Glimepiride tablets should be administered with breakfast or the first main meal of the day.   The recommended starting dose of glimepiride tablets are 1 mg or 2 mg once daily. Patients at increased risk for hypoglycemia (e.g., the elderly or patients with renal impairment) should be started on 1 mg once daily [see Warnings and Precautions ( 5.1 ) and Use in Specific Populations ( 8.5 , 8.6 ) ].   After reaching a daily dose of 2 mg, further dose increases can be made in increments of 1 mg or 2 mg based upon the patient’s glycemic response. Uptitration should not occur more frequently than every 1 to 2 weeks. A conservative titration scheme is recommended for patients at increased risk for hypoglycemia [see Warnings and Precautions ( 5.1 ) and Use in Specific Populations ( 8.5 , 8.6 ) ].   The maximum recommended dose is 8 mg once daily.   Patients being transferred to glimepiride tablets from longer half-life sulfonylureas (e.g., chlorpropamide) may have overlapping drug effect for 1 to 2 weeks and should be appropriately monitored for hypoglycemia. When colesevelam is coadministered with glimepiride, maximum plasma concentration and total exposure to glimepiride is reduced. Therefore, glimepiride tablets should be administered at least 4 hours prior to colesevelam.

Glimepiride tablets USP, are formulated as tablets of:   Glimepiride tablets USP, 1 mg are peach, oval, flat beveled edged, uncoated tablets debossed “RDY” on one side and “320” separating “3” and “20” with bisect line scoring on the other side.  Glimepiride tablets USP, 2 mg are green, oval, flat beveled edged, uncoated tablets debossed “RDY” on one side and “321” separating “3” and “21” with bisect line scoring on the other side.   Glimepiride tablets USP, 4 mg are blue, oval, flat beveled edged, uncoated tablets debossed “RDY” on one side and “322” separating “3” and “22” with bisect line scoring on the other side.

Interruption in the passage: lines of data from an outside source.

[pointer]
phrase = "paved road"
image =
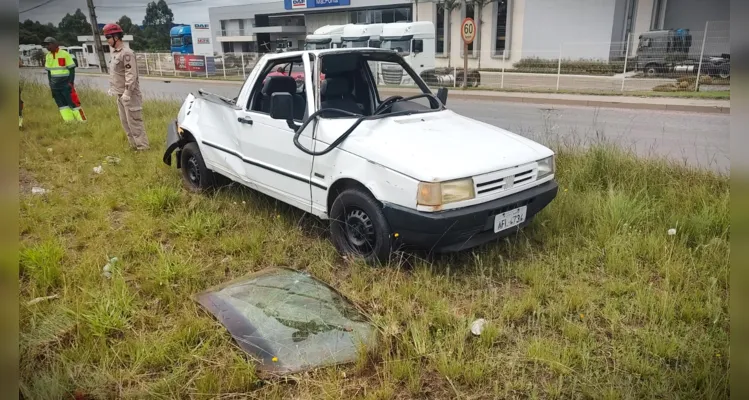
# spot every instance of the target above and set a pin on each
(697, 139)
(493, 80)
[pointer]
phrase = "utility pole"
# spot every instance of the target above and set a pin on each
(97, 37)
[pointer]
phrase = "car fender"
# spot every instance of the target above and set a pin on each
(385, 184)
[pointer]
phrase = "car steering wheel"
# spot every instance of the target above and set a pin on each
(391, 99)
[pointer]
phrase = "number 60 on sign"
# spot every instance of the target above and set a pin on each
(468, 30)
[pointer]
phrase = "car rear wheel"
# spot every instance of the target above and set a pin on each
(359, 228)
(651, 70)
(196, 176)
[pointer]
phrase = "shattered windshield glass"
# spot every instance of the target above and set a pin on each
(289, 321)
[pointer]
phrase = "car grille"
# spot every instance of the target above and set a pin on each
(391, 75)
(499, 181)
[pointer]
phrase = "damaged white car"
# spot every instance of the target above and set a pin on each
(312, 129)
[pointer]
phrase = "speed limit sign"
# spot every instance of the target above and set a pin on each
(468, 30)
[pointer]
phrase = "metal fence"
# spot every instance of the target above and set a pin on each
(228, 65)
(637, 64)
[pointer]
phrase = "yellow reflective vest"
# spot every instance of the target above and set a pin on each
(59, 66)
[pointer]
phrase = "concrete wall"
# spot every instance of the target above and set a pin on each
(317, 20)
(584, 26)
(692, 14)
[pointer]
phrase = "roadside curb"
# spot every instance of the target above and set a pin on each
(536, 98)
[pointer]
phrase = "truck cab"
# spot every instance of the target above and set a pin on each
(386, 172)
(360, 35)
(414, 41)
(180, 38)
(325, 37)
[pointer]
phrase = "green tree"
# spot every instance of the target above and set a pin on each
(73, 26)
(158, 21)
(126, 24)
(33, 32)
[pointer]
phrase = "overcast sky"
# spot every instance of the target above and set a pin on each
(112, 10)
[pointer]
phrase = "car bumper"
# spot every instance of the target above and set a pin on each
(464, 228)
(173, 142)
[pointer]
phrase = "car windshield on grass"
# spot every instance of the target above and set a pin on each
(289, 321)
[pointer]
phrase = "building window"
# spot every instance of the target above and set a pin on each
(384, 16)
(500, 34)
(440, 28)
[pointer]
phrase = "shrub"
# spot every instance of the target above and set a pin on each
(584, 67)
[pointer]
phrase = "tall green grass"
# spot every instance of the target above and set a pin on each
(593, 300)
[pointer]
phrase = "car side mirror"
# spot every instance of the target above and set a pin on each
(442, 95)
(282, 106)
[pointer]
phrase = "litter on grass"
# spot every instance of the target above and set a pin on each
(289, 321)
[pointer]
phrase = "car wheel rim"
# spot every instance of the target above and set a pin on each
(360, 231)
(193, 171)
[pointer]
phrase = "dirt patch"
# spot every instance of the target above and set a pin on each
(26, 181)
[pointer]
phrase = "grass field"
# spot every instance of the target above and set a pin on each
(593, 300)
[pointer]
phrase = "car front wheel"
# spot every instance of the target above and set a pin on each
(196, 176)
(359, 228)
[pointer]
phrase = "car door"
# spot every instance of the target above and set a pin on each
(272, 161)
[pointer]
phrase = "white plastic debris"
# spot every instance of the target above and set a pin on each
(107, 269)
(478, 326)
(40, 299)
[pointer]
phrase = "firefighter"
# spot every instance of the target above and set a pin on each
(61, 74)
(123, 82)
(20, 100)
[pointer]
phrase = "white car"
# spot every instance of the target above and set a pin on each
(386, 172)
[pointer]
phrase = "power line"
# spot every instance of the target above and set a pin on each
(35, 7)
(141, 5)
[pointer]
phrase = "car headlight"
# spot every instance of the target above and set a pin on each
(440, 193)
(546, 167)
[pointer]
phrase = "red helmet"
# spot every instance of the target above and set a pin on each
(111, 29)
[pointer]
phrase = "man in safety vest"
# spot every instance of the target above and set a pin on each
(123, 82)
(61, 74)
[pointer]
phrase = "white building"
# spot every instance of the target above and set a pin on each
(89, 58)
(507, 29)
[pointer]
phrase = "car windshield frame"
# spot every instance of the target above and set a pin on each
(289, 321)
(384, 55)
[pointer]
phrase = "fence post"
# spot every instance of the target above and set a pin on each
(626, 57)
(702, 54)
(559, 66)
(244, 76)
(504, 58)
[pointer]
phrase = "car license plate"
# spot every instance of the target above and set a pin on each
(509, 219)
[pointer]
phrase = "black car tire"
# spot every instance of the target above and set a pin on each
(195, 175)
(358, 227)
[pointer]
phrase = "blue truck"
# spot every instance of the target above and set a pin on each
(181, 39)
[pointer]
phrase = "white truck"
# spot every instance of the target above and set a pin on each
(386, 172)
(362, 35)
(415, 41)
(324, 37)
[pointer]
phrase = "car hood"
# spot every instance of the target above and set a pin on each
(434, 146)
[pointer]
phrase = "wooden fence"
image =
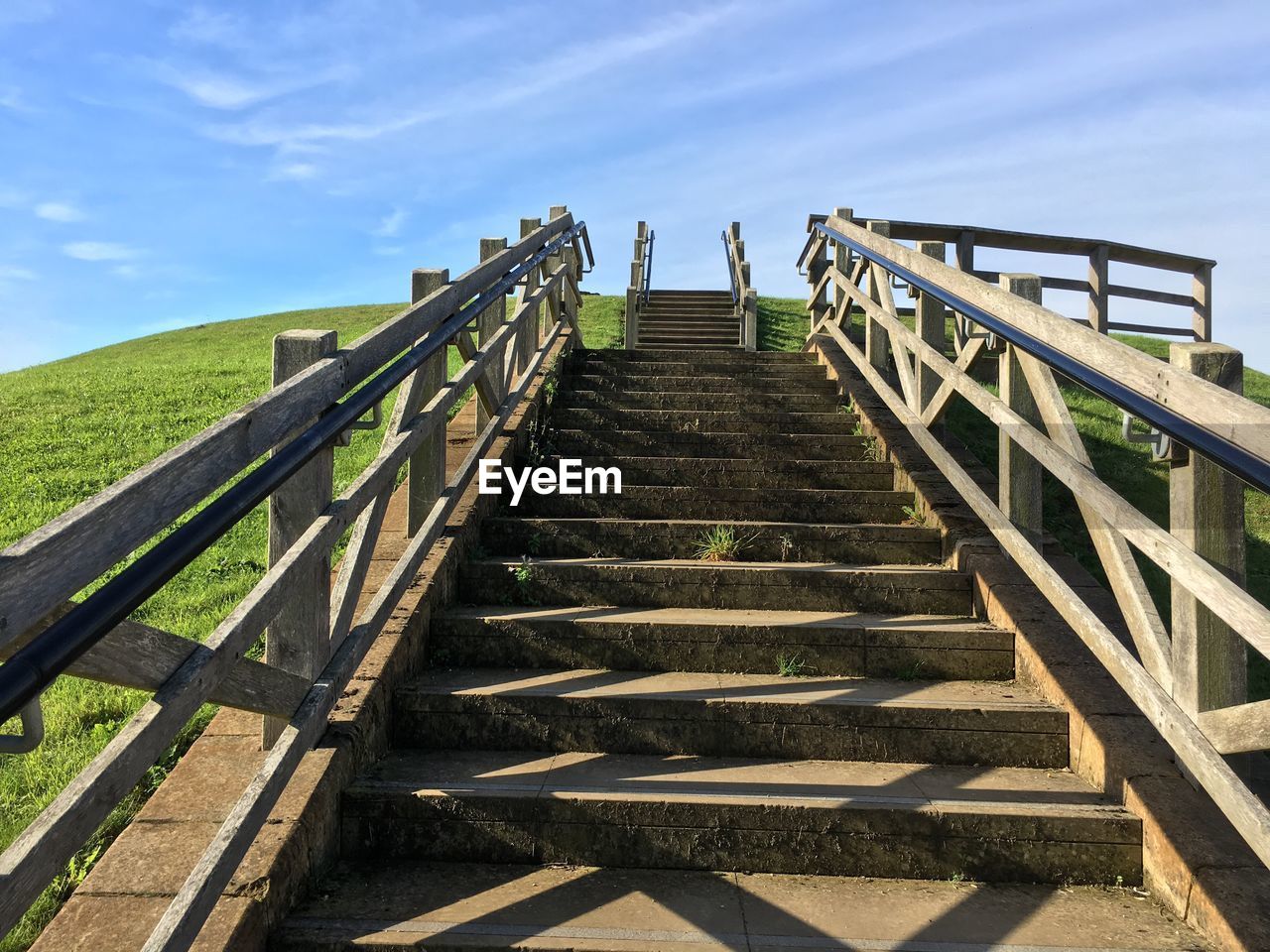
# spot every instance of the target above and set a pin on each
(1187, 675)
(1098, 254)
(744, 296)
(316, 642)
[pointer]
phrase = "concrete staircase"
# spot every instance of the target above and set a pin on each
(689, 320)
(621, 747)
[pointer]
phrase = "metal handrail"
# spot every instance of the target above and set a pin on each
(647, 268)
(35, 666)
(731, 272)
(1250, 467)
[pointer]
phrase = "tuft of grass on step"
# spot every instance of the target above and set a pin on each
(793, 666)
(721, 543)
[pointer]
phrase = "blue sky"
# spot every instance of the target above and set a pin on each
(166, 164)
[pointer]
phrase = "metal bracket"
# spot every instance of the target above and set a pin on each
(1161, 444)
(345, 438)
(32, 731)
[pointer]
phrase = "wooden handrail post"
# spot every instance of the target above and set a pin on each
(531, 334)
(875, 334)
(1202, 298)
(1098, 289)
(816, 268)
(1019, 474)
(558, 294)
(1206, 512)
(634, 287)
(486, 326)
(427, 470)
(929, 324)
(842, 262)
(299, 638)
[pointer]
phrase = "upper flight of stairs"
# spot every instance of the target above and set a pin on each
(689, 320)
(621, 747)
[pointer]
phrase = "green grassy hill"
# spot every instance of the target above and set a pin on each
(90, 419)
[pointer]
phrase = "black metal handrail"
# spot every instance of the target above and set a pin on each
(731, 272)
(1229, 456)
(35, 665)
(647, 268)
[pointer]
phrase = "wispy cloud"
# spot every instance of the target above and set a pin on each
(99, 252)
(390, 225)
(13, 99)
(59, 211)
(529, 81)
(296, 172)
(208, 27)
(12, 272)
(230, 93)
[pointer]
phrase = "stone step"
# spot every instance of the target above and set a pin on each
(752, 359)
(806, 506)
(749, 421)
(747, 474)
(826, 717)
(676, 365)
(714, 640)
(683, 538)
(686, 583)
(783, 816)
(571, 397)
(747, 386)
(403, 905)
(694, 347)
(712, 445)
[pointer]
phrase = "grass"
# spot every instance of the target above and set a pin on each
(1125, 467)
(86, 421)
(720, 543)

Glimepiride primarily lowers blood glucose by stimulating the release of insulin from pancreatic beta cells. Sulfonylureas bind to the sulfonylurea receptor in the pancreatic beta-cell plasma membrane, leading to closure of the ATP-sensitive potassium channel, thereby stimulating the release of insulin.

In healthy subjects, the time to reach maximal effect (minimum blood glucose concentrations) was approximately 2 to 3 hours after single oral doses of glimepiride tablets. The effects of glimepiride on HbA 1c , fasting plasma glucose, and postprandial glucose have been assessed in clinical trials [see Clinical Studies (14) ].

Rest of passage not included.